I’ll bet you never knew there was a name for it. The loss of muscle mass as you age— it’s called sarcopenia. From the time you come into this world until around age 30, you grow muscles. But at one point within the next decade your muscles decide to head in the other direction.
So for the purposes of this post, I’ll just talk about one muscle group — LEGS. It’s usually a Monday curse I foist upon you, but it’s among the most important workouts you'll do all week. And in the end, it's among the best gifts you can give yourself.
Physically inactive people can lose as much as 3% to 5% of their muscle mass each decade after age 30, but believe it or not, even active people lose some along the way. There is no way to diagnose sarcopenia or measure its effects, but it typically accelerates anywhere from age 65-80 and is the major reason for weakness, loss of stamina, frailty and the likelihood of falls and fractures in older adults. It all starts with your legs failing you little by little as you age. But make no mistake about it — even REDUCED activity can shrink muscle mass.
There is a pattern to how muscles lose strength, but think about how the legs, which carry us through life, are the reason we see older women lose posture, stop wearing their favorite “pretty” shoes, hang on to handrails going up and down steps, and - believe it or not - stop being able to jump. Sounds like no big deal, right? But when was the last time you saw an older woman “hop” up or down a set of steps?
The pattern of sarcopenia includes the slow reduction in nerve cells responsible for sending signals from the brain to your muscles to start moving. Lowered concentrations of growth hormones and testosterone (part of the natural aging process) rob you of the kind of strength that once enabled you to get off the floor without using all fours or pull on a pair of leggings without leaning or sitting down. Even stepping up onto a tall curb may find you asking someone to hold your hand. And don't even get me started in on how hard they tell me it gets to get up on a horse and lift yourself up to a saddle. In speaking to my older clients, I can tell you that getting these physical skills back doesn’t happen overnight — but when they do find they can do any or all of the above, it’s as if someone just waved a magic wand and sent them to the fountain of youth. To those of us in our 30s and 40s, it sound like a small thing. To them? It’s epic. And believe me, you will get to their age sooner than you can imagine. Other symptoms include not getting enough protein each day to sustain muscle mass and a decrease in the body’s ability to turn protein into energy.

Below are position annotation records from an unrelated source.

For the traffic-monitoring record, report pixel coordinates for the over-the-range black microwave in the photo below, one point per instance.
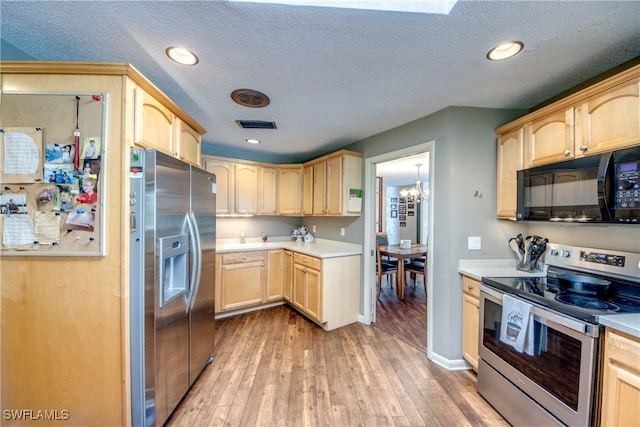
(599, 188)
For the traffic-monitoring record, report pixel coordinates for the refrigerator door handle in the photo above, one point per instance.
(198, 251)
(194, 263)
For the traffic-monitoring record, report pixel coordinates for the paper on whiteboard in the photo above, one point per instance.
(47, 228)
(18, 230)
(21, 154)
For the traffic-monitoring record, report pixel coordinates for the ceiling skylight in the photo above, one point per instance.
(442, 7)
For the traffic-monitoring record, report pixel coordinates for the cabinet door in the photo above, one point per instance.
(268, 191)
(621, 381)
(246, 189)
(549, 139)
(610, 120)
(288, 276)
(242, 285)
(188, 143)
(154, 124)
(299, 286)
(334, 186)
(307, 191)
(510, 160)
(313, 303)
(224, 172)
(320, 188)
(290, 190)
(275, 274)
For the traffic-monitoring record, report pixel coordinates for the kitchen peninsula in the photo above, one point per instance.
(321, 279)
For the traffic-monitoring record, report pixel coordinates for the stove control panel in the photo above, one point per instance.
(602, 258)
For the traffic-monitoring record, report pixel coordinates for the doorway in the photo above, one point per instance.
(390, 308)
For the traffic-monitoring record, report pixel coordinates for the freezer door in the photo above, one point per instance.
(169, 186)
(203, 207)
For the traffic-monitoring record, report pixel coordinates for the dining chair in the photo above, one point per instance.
(384, 267)
(383, 240)
(417, 267)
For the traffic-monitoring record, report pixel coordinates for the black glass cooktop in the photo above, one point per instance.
(622, 296)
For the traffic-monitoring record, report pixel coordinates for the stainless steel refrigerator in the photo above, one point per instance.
(172, 225)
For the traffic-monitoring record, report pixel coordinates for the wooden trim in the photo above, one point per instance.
(574, 99)
(102, 69)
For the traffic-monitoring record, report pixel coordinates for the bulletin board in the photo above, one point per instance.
(53, 174)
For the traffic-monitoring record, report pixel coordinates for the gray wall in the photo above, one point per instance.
(465, 161)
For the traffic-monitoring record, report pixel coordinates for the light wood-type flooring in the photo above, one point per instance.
(405, 319)
(276, 368)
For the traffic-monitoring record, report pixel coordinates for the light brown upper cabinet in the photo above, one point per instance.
(549, 139)
(602, 117)
(188, 143)
(336, 178)
(156, 126)
(609, 120)
(268, 190)
(225, 184)
(307, 189)
(246, 189)
(510, 160)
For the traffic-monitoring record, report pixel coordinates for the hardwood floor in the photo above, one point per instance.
(276, 368)
(405, 319)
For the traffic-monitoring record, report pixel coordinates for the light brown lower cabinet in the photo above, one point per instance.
(326, 290)
(621, 380)
(288, 276)
(240, 280)
(470, 320)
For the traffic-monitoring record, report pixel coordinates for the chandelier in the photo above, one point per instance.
(415, 194)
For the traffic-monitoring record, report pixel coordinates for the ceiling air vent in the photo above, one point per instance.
(250, 98)
(256, 124)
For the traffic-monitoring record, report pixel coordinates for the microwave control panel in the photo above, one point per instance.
(627, 190)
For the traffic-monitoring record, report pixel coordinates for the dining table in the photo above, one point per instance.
(416, 250)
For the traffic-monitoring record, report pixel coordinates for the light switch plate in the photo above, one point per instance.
(474, 243)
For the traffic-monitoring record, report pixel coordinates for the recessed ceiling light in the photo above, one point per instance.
(182, 55)
(504, 51)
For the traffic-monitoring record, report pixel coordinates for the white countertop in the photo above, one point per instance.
(479, 268)
(320, 248)
(628, 323)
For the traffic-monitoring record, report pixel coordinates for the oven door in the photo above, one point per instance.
(560, 376)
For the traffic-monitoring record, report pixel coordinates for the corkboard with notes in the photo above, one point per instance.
(52, 159)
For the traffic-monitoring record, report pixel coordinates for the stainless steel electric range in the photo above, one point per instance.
(556, 380)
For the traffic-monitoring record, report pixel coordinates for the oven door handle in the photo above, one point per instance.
(544, 316)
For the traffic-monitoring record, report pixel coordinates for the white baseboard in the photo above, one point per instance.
(449, 364)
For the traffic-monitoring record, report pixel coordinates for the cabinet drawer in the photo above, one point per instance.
(471, 286)
(623, 350)
(238, 257)
(307, 261)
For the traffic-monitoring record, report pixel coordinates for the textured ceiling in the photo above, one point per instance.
(334, 76)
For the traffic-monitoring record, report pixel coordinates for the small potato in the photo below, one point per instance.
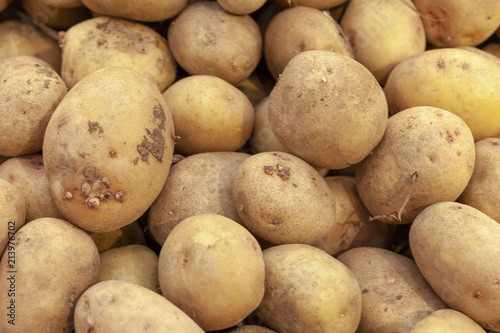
(327, 109)
(209, 115)
(51, 265)
(120, 306)
(299, 29)
(12, 213)
(452, 79)
(107, 158)
(453, 245)
(207, 40)
(482, 190)
(282, 199)
(212, 268)
(445, 321)
(308, 290)
(395, 295)
(199, 184)
(29, 94)
(426, 156)
(29, 175)
(132, 263)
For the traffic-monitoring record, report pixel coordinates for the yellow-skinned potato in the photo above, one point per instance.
(299, 29)
(213, 269)
(453, 245)
(120, 306)
(426, 156)
(382, 33)
(453, 79)
(29, 175)
(445, 321)
(308, 290)
(481, 191)
(107, 158)
(55, 262)
(105, 41)
(143, 11)
(207, 40)
(450, 23)
(209, 114)
(12, 213)
(395, 295)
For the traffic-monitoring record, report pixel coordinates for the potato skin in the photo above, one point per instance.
(55, 263)
(120, 306)
(453, 244)
(395, 294)
(107, 158)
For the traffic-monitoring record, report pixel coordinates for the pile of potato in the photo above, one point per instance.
(249, 166)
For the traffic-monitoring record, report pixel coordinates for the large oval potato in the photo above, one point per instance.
(108, 149)
(120, 306)
(395, 295)
(42, 276)
(308, 290)
(456, 248)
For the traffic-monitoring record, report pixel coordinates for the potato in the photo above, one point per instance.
(450, 23)
(19, 38)
(282, 199)
(209, 115)
(207, 40)
(426, 156)
(383, 33)
(29, 94)
(395, 295)
(107, 158)
(299, 29)
(213, 269)
(29, 175)
(136, 264)
(447, 320)
(308, 290)
(104, 41)
(481, 191)
(12, 212)
(120, 306)
(144, 11)
(51, 264)
(327, 109)
(199, 184)
(453, 245)
(453, 79)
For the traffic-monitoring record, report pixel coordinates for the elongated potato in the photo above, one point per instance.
(51, 264)
(120, 306)
(453, 245)
(107, 158)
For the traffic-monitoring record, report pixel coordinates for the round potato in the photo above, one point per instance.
(120, 306)
(453, 245)
(282, 199)
(327, 109)
(50, 265)
(426, 156)
(199, 184)
(105, 41)
(207, 40)
(29, 94)
(209, 115)
(299, 29)
(308, 290)
(457, 80)
(395, 295)
(212, 268)
(108, 149)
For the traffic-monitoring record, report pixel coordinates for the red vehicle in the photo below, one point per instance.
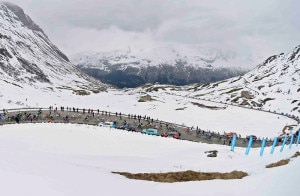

Exercise and strength training are definitely the ticket to reverse all this — especially strength training. As you already know, I concentrate on increasing muscle strength in your legs by demanding more and more from you, upping resistance and endurance even as you swear at me under your breath. Strength training even helps your neuromuscular system and affects hormone levels, improving your ability to convert protein into energy in as few as two weeks’ time.
So next time you grumble as I have you carrying a weight and lunging across the floor; next time you're walking around the fitness studio feeling like an idiot with resistance bands on your lower thighs; next time I monitor your deadlifts saying “stick out your butt more!” — these are the times you can look back on by age 65 as you walk tall, climb steps easily, take hikes with 40-somethings, or strut and balance on those gorgeous pumps with a sense of confidence. Don’t thank me. Thank yourself for doing those leg workouts! And revel in the “good soreness” that usually follows…. Of course, that’s how I know it’s working!